Last week, psychologist Dr Leahcim Semaj said Crosdale's story mirrors that of many Jamaican men who don't meet the widely held stereotype of 'wukless father'.

"Our system is automatically in favour of giving the woman the right over the father, and many times when there are issues between the parents, mothers will use the child as a weapon," said Semaj.

"There are many fathers who suffer silently. Some fathers have given up and have accepted defeat, but others, especially a father who wants to be a part of the child's life and is granted the right, the mother decides not to acknowledge it because she wants to punish him above and beyond the court's ruling," added Semaj

He said some fathers give up because of the recurring expenses or because of a natural dislike for the courts.

"It only happens to the fathers who genuinely care. Most fathers would just walk away. But for the father who genuinely cares, it is a very painful experience. Every time you go to bed at nights you wonder how your child eats."

According to Crosdale, he met the woman in St Thomas in 2007 and the relationship initially blossomed. After she got pregnant in 2010 the two moved to Manchester, where they lived for about a year before things started going downhill.

He said he moved out of the house and has been living in Kingston, from where he has been sending money to the child.

Crosdale said his repeated requests to see his son have fallen on deaf ears and the mother has now dragged him before the court to have the child maintenance increased from $3,000 to $7,500 weekly.

While that matter is before court, the mother has decided to keep the child as far from his father as possible.

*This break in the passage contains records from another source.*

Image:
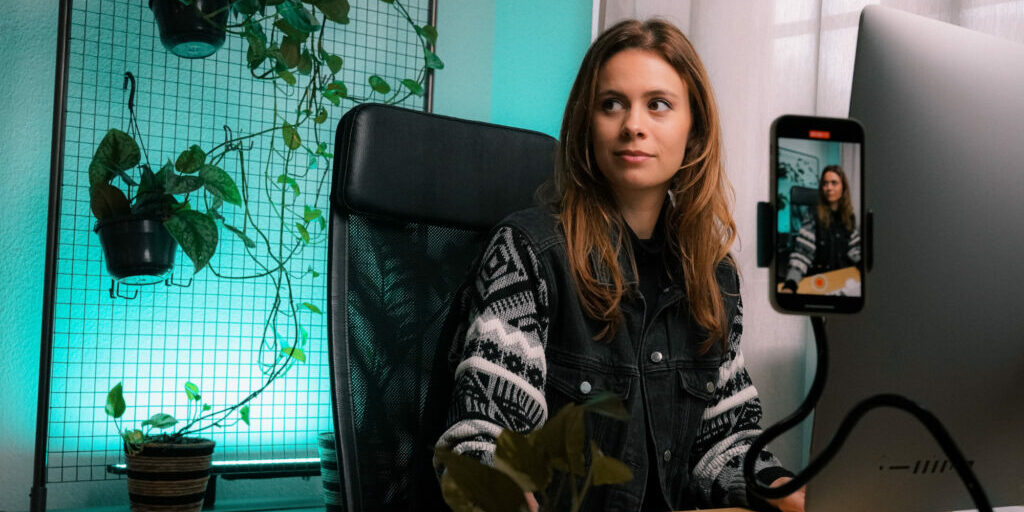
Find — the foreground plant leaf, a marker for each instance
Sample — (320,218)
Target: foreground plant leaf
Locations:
(483,486)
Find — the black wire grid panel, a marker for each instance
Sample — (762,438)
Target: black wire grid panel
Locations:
(199,328)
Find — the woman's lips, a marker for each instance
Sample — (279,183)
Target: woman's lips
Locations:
(633,157)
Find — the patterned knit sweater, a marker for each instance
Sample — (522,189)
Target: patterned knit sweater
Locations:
(501,370)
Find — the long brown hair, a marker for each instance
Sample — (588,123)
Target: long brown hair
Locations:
(698,222)
(845,203)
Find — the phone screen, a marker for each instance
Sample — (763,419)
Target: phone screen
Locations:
(818,214)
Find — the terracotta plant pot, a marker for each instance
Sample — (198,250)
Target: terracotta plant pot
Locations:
(138,251)
(169,476)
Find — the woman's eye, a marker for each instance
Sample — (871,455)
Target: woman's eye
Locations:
(611,105)
(659,105)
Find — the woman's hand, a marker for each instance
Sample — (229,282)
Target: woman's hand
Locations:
(792,503)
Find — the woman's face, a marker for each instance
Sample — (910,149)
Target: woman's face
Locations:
(640,123)
(832,186)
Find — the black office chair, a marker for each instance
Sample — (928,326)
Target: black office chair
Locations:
(414,197)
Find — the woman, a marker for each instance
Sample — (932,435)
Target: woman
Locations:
(624,284)
(829,241)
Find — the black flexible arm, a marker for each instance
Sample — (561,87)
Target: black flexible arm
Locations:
(886,399)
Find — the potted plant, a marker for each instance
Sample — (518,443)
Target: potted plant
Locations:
(190,29)
(554,458)
(139,235)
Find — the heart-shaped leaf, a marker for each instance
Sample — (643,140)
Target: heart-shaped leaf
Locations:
(196,232)
(109,202)
(413,86)
(291,135)
(190,160)
(220,183)
(115,402)
(378,84)
(116,154)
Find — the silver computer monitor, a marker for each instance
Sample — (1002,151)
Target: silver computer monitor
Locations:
(943,324)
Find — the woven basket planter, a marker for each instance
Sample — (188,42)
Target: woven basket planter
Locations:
(169,476)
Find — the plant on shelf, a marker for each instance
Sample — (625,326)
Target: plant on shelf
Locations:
(550,462)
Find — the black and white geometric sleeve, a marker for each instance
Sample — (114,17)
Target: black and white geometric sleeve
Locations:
(499,351)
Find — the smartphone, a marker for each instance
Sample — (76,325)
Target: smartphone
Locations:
(817,215)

The desperate father said he has reported the matter to the court, while urging it to enforce the ruling that grants him access to the child.


He has also begged the Mandeville police to accompany him to the mother's house, and has asked representatives of the CDA to collect the child and facilitate a meeting with his son.

"Them just a carry me around corner and me want to have a relationship with my son. Everywhere I go they are just abusing my rights, abusing my rights as if I don't have any rights," cried Crosdale.

"She is doing what she feels and they not telling her that what she is doing is wrong, them not trying to assist me. Me even ask them for counselling, it a affect me, and nobody, everybody turn a blind eye," he added.

Crosdale said the last time he saw his son was after court on January 19. "After the court me see him and him seh 'Daddy, you nuh love me? How you don't come look for me'," said Crosdale.

"If this was me doing what she is doing, what would have happened to me? I would be behind bars. So what's the difference between me and she?"

Late last week, the CDA told our news team that its officers are investigating Crosdale's claim and it would recommend that he reports the matter to the police.

According to the CDA, its intervention will be to meet with both parents and provide counselling and advice.